Indian Space Debris | 22 Aug 2019
According to the latest assessment of space debris by National Aeronautics and Space Administration (NASA), out of the 101 pieces of debris (big enough to be tracked) created by India’s Anti-Satellite System(A-SAT) test, 49 continued to remain in orbit.
- It is possible that more pieces, smaller ones, created from the test, are floating around but were not being tracked.
- It has been estimated that nearly 400 pieces were created from India’s test.
- After the test, India had said that, since the test was carried out in the lower atmosphere, it did not expect to add any significant amount of space debris.

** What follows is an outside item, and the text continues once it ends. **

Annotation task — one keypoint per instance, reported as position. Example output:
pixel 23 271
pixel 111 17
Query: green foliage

- Whatever debris is generated will decay and fall back on to the earth within weeks.
- The report is the first credible estimation in public domain of the amount of debris created by India’s anti-satellite test (conducted on 27th March, 2019) and what remains of it four months down the line.
- India had 97 functional, and non-functional but intact satellites in space as on 30th June 2019 , and 157 pieces of trackable space debris, including fragments of rockets that become junk after delivering their payloads in their specified orbits.
- This is a very small proportion of the total of 19,404 large objects in space sent by all countries, of which 14,432 are debris and junk parts of used rockets.
India’s Anti-Satellite Test
- India had shot down its 740-kg Microsat-R satellite on 27th March, 2019 in a demonstration of its capability to destroy a space-based infrastructure of an enemy country.
- That anti-satellite test made India, only the fourth country in the world, to have demonstrated such capability.